SnackOnAI Engineering | Senior AI Systems Researcher | Technical Deep Dive | June 8, 2026
Most TTS architectures stack a text encoder, an acoustic model (mel spectrogram predictor or duration model), and a neural vocoder. Each component has its own architecture, its own training data format, its own failure modes. When quality degrades, you debug three separate systems and their interfaces.

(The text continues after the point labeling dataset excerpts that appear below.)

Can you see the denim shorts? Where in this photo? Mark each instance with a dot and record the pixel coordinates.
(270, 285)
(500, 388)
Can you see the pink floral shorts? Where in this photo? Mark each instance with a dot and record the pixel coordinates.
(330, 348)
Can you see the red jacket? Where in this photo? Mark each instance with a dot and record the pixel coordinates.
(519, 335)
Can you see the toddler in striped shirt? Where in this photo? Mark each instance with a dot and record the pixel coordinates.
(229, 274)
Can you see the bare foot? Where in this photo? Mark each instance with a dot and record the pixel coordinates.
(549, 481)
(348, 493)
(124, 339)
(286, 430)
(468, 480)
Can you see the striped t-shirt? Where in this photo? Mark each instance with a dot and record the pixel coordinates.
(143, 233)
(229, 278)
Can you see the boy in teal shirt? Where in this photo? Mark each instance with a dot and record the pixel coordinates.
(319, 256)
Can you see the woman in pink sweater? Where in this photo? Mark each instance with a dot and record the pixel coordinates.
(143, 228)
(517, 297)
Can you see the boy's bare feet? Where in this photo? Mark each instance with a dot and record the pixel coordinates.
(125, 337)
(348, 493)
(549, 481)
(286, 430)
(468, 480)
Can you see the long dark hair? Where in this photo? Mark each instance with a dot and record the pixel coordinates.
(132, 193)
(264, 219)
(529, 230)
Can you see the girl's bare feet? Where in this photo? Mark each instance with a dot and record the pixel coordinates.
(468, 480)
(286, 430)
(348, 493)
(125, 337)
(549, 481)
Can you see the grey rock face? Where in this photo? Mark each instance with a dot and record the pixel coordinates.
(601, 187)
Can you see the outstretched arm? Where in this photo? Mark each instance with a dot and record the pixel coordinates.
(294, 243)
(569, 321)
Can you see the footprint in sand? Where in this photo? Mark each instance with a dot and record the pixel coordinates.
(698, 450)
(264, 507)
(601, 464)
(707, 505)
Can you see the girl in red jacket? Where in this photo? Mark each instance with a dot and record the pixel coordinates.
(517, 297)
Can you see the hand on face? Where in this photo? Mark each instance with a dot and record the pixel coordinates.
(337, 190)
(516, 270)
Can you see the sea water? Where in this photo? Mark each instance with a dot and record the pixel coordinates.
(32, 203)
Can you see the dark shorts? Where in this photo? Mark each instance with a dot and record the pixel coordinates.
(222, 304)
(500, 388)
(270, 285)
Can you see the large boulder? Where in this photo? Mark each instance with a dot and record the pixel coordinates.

MOSS-TTS (arXiv:2603.18090, OpenMOSS team, MOSI.AI, released February 10 2026, Apache 2.0) collapses this stack. Audio is tokenized into discrete tokens by MOSS-Audio-Tokenizer. Text is tokenized by a standard LLM tokenizer. A language model (Qwen3-8B backbone) predicts audio tokens from text tokens. The CAT decoder converts audio tokens back to waveforms. The architecture is: text tokenizer → LLM → audio tokenizer decoder. Three components, two token types, one model class.
The implications of this design are specific: any capability that language models have (long context, instruction following, zero-shot generalization, multilingual transfer) transfers directly to speech generation. You do not need to redesign the acoustic model for 60-minute generation. You extend the LLM context window. You do not need to engineer explicit prosody controls. You provide natural language instructions about how to speak.
OpenMOSS/MOSS-TTS is the coordinating repo for five production models (MOSS-TTS, MOSS-TTSD, MOSS-VoiceGenerator, MOSS-SoundEffect, MOSS-TTS-Realtime) and two efficiency variants (MOSS-TTS-Nano at 0.1B parameters, MOSS-TTS 2.0 announced). All share the same audio tokenizer.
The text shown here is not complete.